Windows and doors were shattered or forced open in some of the carriages, where survivors had smashed their way free. The driver must have died, Magnus guessed. They would find him slumped across the wheel, or huddled on the floor of the cab. He remembered the driver of the prison van, the squirming white of his belly.

‘Why do you think we haven’t caught it yet?’ he asked Jeb as they slammed into yet another carriage, another stink of shit and rotting meat. ‘Do you think we’re immune?’

Jeb had pulled his T-shirt up over his mouth and nose and his words were muffled.

‘Maybe, or maybe it’s in the post.’

Jeb sounded as if living and dying were all the same to him, but Magnus had seen how hard he would fight to survive.

‘Did you get ill?’

‘Sicker than a dead dog.’ Jeb looked at him. ‘I caught it early. They were about to take me to hospital when I got better. I tried to string it out, in the hope of meeting a nice nurse. I thought maybe some wild woman would fancy getting it on with a bad man, they say it happens sometimes. But the screws guessed I was faking. How about you?’

‘The guy in the cell I was in got it. It took a long time for him to die. I had three days of close exposure.’

Jeb nodded, as if it made sense. ‘Some people die slow, others die fast. The poor bastards on this train obviously didn’t expect to catch it.’

Magnus made a mental inventory of his own aches and pains. So far there was nothing that tiredness and hunger could not account for. Perhaps the sweats would strike him down suddenly, the way it had hit the people on the train. He thought of the unanswered phone call on the dead man’s mobile: Mum.

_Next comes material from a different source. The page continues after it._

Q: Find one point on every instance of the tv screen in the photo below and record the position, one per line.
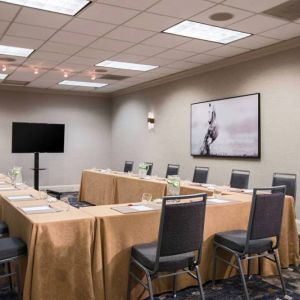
(37, 137)
(228, 127)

‘Maybe they knew they had it and were trying to get to somewhere, someone.’

‘Maybe.’

They made their way to the control cabin in silence. This time it was Jeb who moved the corpse, sliding the train driver out of the cab and into the corridor.

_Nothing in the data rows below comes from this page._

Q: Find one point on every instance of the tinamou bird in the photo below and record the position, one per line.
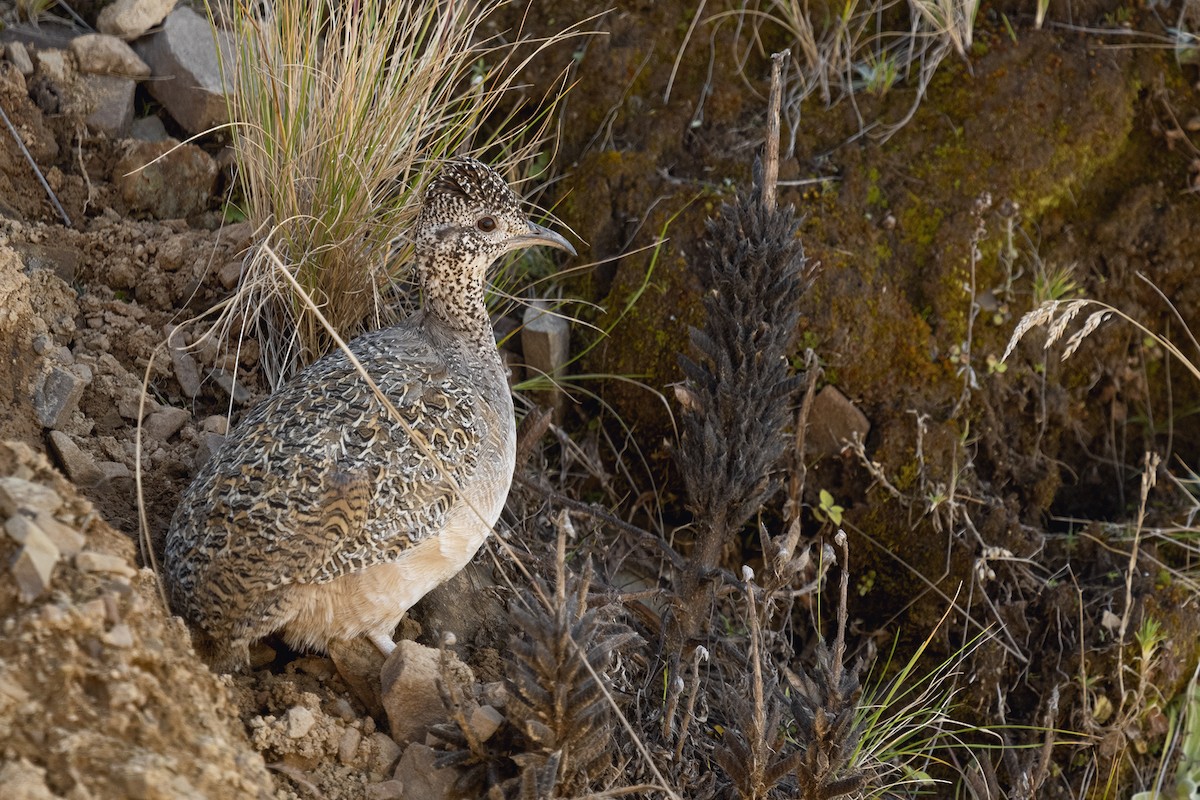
(327, 515)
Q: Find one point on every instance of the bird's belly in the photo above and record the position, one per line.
(373, 600)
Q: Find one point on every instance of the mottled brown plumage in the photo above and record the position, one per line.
(325, 518)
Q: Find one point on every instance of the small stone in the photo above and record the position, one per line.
(69, 540)
(485, 721)
(54, 65)
(129, 403)
(358, 661)
(165, 423)
(11, 693)
(229, 274)
(19, 528)
(546, 344)
(18, 494)
(114, 470)
(348, 746)
(120, 636)
(187, 371)
(411, 693)
(58, 396)
(34, 565)
(17, 53)
(834, 421)
(232, 388)
(111, 104)
(210, 445)
(185, 54)
(420, 777)
(299, 722)
(108, 55)
(24, 781)
(545, 340)
(342, 709)
(387, 753)
(94, 561)
(79, 467)
(496, 693)
(166, 180)
(387, 791)
(130, 19)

‘Poor sod.’ It was the first time he had expressed pity for any of the dead and Magnus glanced at him. Jeb caught his look. ‘My old man worked on the railways. He wasn’t a driver, you need connections to be a driver, but I know what he’d have thought about dying on the job; a fucking insult and not even any overtime to make it worth your while.’ He was fiddling with the controls. ‘Ever driven one of these things?’

‘No.’

‘Me neither, but how difficult can it be?’

The tunnel stretched ahead, dark and seemingly as endless as outer space, but they had walked a long way. Surely it wouldn’t be far until the next station, the next assembly of bodies. Magnus could see his own reflection in the train’s curved windscreen. He looked thinner, older, like the fishermen he had sometimes seen coming ashore in the early morning, battered by the elements, half-dead to the world.

‘These trains need electricity to work.’

‘I’m not completely fucking ignorant.’ Jeb threw a few switches and pressed some buttons, experimenting with the dashboard. ‘Just cos the station was out doesn’t mean the points will be. If everything rode off one circuit the whole system would overload.’

As if to confirm what he was saying the engine shuddered alive. Magnus imagined the corpses slumped in their seats quivering in response. He saw them staggering down the carriages, heads bowed, hair hanging over their faces like the dreadlocked man in the first compartment, coming to see who had woken them.

Jeb let out a shout of triumph and the engine died. He slammed his hand against the dashboard, hard enough to hurt. ‘Shit! Fucking thing!’ He pressed a combination of levers and switches, but whatever charge the train had stored was gone.